Mike Petouhoff is the corporate agent for Apple, said the application, and his contact information is: Mike Petouhoff, Global Energy Program Leader, 1 Infinite Loop, MS 18-REF, Cupertino, CA 95014.
SunPower also notified the commission in the same July 17 filing that project construction is anticipated to begin in the fourth quarter of 2014. In its September 2012 application for this project, SunPower said the project was due online by the end of 2013.

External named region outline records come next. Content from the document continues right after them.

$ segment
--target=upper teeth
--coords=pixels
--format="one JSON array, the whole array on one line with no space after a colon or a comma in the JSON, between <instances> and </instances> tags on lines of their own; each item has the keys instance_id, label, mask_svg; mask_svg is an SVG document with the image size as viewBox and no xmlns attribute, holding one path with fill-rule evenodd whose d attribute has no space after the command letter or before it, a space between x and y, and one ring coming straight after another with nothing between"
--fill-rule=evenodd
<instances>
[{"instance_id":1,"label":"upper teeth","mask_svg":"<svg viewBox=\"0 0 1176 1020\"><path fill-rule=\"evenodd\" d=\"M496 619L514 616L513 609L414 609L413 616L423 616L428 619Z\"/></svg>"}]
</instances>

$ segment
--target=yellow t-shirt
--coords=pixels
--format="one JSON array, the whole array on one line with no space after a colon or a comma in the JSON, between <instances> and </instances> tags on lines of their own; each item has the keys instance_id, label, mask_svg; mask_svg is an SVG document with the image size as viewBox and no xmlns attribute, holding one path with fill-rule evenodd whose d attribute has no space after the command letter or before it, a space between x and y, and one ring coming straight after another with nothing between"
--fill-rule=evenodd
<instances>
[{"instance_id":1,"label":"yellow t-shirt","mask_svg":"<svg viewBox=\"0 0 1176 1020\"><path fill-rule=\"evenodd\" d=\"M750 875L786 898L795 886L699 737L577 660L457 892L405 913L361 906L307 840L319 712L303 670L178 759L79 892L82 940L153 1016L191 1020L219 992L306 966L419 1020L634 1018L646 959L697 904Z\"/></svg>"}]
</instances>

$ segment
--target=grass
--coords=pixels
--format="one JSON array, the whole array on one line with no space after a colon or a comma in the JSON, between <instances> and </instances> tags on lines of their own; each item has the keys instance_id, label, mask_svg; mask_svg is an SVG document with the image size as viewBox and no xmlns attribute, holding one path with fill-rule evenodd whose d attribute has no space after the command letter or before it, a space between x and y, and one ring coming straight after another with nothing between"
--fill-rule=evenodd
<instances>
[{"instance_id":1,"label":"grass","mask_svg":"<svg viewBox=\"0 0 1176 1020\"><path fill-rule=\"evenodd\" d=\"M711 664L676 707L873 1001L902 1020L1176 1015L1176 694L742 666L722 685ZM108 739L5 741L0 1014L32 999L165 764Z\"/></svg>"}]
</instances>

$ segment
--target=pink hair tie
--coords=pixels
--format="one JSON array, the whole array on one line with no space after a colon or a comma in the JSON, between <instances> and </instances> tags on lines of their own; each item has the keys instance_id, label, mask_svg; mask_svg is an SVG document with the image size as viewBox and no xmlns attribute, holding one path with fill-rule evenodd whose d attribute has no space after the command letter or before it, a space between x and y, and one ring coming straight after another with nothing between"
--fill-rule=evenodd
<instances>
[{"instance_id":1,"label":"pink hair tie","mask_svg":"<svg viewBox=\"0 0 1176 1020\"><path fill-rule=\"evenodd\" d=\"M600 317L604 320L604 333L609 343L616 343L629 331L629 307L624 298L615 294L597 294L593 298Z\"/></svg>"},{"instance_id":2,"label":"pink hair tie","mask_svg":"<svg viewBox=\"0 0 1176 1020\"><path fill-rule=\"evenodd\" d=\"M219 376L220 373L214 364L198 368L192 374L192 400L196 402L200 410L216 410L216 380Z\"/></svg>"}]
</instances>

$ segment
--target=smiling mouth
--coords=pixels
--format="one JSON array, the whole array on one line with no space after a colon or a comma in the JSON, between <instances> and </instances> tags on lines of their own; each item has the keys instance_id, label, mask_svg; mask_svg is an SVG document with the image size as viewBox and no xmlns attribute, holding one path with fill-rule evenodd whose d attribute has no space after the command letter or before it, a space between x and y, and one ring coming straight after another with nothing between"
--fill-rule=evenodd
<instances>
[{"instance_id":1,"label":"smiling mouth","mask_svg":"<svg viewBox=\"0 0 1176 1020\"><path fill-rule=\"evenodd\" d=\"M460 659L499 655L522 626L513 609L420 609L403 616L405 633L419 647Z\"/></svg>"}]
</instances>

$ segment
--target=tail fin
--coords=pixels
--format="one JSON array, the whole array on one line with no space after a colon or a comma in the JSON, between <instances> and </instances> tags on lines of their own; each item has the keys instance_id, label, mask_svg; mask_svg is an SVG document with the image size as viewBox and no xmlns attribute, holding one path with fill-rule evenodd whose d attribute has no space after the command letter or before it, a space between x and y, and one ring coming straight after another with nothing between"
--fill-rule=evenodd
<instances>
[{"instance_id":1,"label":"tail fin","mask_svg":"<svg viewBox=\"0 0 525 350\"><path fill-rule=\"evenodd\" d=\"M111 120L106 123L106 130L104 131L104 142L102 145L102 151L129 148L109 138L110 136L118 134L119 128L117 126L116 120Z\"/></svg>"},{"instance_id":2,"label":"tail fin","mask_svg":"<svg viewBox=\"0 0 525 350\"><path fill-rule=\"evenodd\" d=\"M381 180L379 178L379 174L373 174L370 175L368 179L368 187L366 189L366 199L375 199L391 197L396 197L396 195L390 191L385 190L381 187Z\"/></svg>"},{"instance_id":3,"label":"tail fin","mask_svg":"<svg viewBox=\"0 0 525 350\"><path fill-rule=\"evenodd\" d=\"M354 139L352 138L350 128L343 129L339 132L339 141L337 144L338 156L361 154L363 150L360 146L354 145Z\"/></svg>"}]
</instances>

The commission in November 2012 issued the certificate for this project, covering a 17.5-MW (ac) solar photovoltaic facility to be located at 3123 Kelly Boulevard, Claremont, Catawba County, N.C. SunPower said at the time that it planned to sell the electricity generated by this facility to Duke Energy Carolinas LLC.
Said the website of computer-maker Apple about its renewable energy goals: “We’re investing in our own Apple onsite energy production as well as establishing relationships with third‑party energy suppliers to source renewable energy. As of 2013, we’ve already converted 73 percent of the energy for all our facilities — 86 percent for our corporate campuses and 100 percent for our data centers. And so far in 2014, we’re powering more than 140 U.S. retail stores with renewable energy.”
The website said about an Apple facility in North Carolina: “We designed our Maiden, North Carolina, data center from the ground up for energy efficiency, and it has earned the LEED Platinum certification from the U.S. Green Building Council — the first data center of its size to be honored. On any given day, between 60 and 100 percent of the renewable energy it uses is generated onsite through biogas fuel cells and two 20‑megawatt solar arrays — the nation’s largest privately owned renewable energy installation — and we purchase any remaining power we need from entirely clean sources. The Maiden center generates 167 million kilowatt‑hours of renewable energy onsite per year — enough to power the equivalent of 13,837 homes.”
Notable is that the town of Maiden and the town of Claremont, where this new solar facility will be located, are only a few miles apart.